MyISAM index implementation
The MyISAM engine uses B+Tree as the index structure, and the data field of the leaf node stores the address of the data record. The following figure is the schematic diagram of the MyISAM index:
Assume that the table has three columns in total. Assuming that we use Col1 as the primary key, Figure 8 is the primary index of a MyISAM table ( Primary key) indicates. It can be seen that MyISAM's index file only saves the address of the data record. In MyISAM, there is no structural difference between the primary index and the secondary index (Secondary key), except that the primary index requires the key to be unique, while the key of the secondary index can be repeated. If we create an auxiliary index on Col2, the structure of this index is as shown below:
is also a B+Tree, and the data field stores the address of the data record. . Therefore, the index retrieval algorithm in MyISAM is to first search the index according to the B+Tree search algorithm. If the specified Key exists, the value of its data field is taken out, and then the value of the data field is used as the address to read the corresponding data record.
MyISAM's indexing method is also called "non-clustered". The reason why it is called so is to distinguish it from InnoDB's clustered index.
InnoDB index implementation
Although InnoDB also uses B+Tree as the index structure, the specific implementation method is completely different from MyISAM.
The first major difference is that InnoDB's data files themselves are index files. As we know from the above, the MyISAM index file and data file are separated, and the index file only saves the address of the data record. In InnoDB, the table data file itself is an index structure organized by B+Tree, and the leaf node data field of this tree saves complete data records. The key of this index is the primary key of the data table, so the InnoDB table data file itself is the primary index.

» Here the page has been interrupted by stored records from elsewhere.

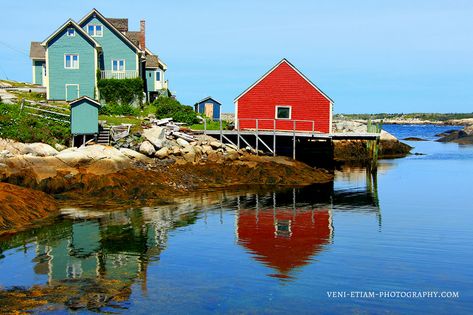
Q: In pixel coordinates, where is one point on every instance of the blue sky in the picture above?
(368, 56)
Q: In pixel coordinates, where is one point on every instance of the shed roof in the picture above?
(208, 98)
(284, 60)
(37, 51)
(120, 24)
(86, 98)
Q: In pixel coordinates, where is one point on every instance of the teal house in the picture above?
(71, 60)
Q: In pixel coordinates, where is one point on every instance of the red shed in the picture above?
(284, 99)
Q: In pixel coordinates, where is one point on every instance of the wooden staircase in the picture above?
(104, 136)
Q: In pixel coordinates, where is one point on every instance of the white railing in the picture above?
(127, 74)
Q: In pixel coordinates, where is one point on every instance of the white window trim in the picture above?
(95, 30)
(124, 65)
(73, 34)
(73, 84)
(71, 68)
(283, 106)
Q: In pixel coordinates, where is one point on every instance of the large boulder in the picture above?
(147, 148)
(183, 143)
(162, 153)
(155, 136)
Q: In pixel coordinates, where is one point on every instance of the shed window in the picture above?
(71, 32)
(71, 61)
(118, 65)
(95, 30)
(283, 112)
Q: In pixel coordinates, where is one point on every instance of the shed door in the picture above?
(72, 92)
(209, 110)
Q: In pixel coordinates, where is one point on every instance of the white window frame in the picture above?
(94, 33)
(73, 84)
(118, 65)
(72, 67)
(73, 32)
(283, 106)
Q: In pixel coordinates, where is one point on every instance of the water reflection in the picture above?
(283, 230)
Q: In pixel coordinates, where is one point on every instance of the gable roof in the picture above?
(110, 25)
(284, 60)
(37, 51)
(92, 101)
(76, 26)
(208, 98)
(120, 24)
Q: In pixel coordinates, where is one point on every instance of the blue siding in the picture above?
(59, 77)
(84, 118)
(113, 47)
(216, 108)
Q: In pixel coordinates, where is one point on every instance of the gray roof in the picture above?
(134, 37)
(120, 24)
(37, 51)
(152, 61)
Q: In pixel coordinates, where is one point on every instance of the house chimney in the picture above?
(142, 35)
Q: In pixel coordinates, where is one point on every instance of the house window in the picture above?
(71, 61)
(95, 30)
(283, 112)
(118, 65)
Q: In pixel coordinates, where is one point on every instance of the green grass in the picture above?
(18, 84)
(32, 96)
(116, 120)
(211, 125)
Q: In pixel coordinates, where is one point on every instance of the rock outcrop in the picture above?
(21, 207)
(464, 136)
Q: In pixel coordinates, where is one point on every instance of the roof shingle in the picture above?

Figure 10 is a schematic diagram of the InnoDB main index (also a data file). You can see that the leaf nodes contain complete data records. This kind of index is called a clustered index. Because InnoDB's data files themselves are aggregated by primary key, InnoDB requires that the table must have a primary key (MyISAM may not have one). If it is not explicitly specified, the MySQL system will automatically select a column that can uniquely identify the data record as the primary key. If it does not exist, For this type of column, MySQL automatically generates an implicit field as the primary key for the InnoDB table. The length of this field is 6 bytes and the type is long.
The second difference from the MyISAM index is that InnoDB's auxiliary index data field stores the value of the corresponding record's primary key instead of the address. In other words, all secondary indexes in InnoDB reference the primary key as the data field. For example, Figure 11 shows an auxiliary index defined on Col3:
Here, the ASCII code of English characters is used as the comparison criterion. The clustered index implementation makes searching by primary key very efficient, but auxiliary index search requires retrieving the index twice: first, retrieve the auxiliary index to obtain the primary key, and then use the primary key to retrieve the records in the primary index.
Understanding the index implementation methods of different storage engines is very helpful for the correct use and optimization of indexes. For example, after knowing the index implementation of InnoDB, it is easy to understand why it is not recommended to use overly long fields as primary keys, because all auxiliary indexes All refer to the primary index. A long primary index will make the auxiliary index too large. For another example, using non-monotonic fields as primary keys is not a good idea in InnoDB because the InnoDB data file itself is a B+Tree. Non-monotonic primary keys will cause the data file to maintain the characteristics of the B+Tree when inserting new records. Frequent split adjustments are very inefficient, and using auto-increment fields as primary keys is a good choice.
The above is the content of the implementation principle of Mysql index. For more related content, please pay attention to the PHP Chinese website (www.php.cn)!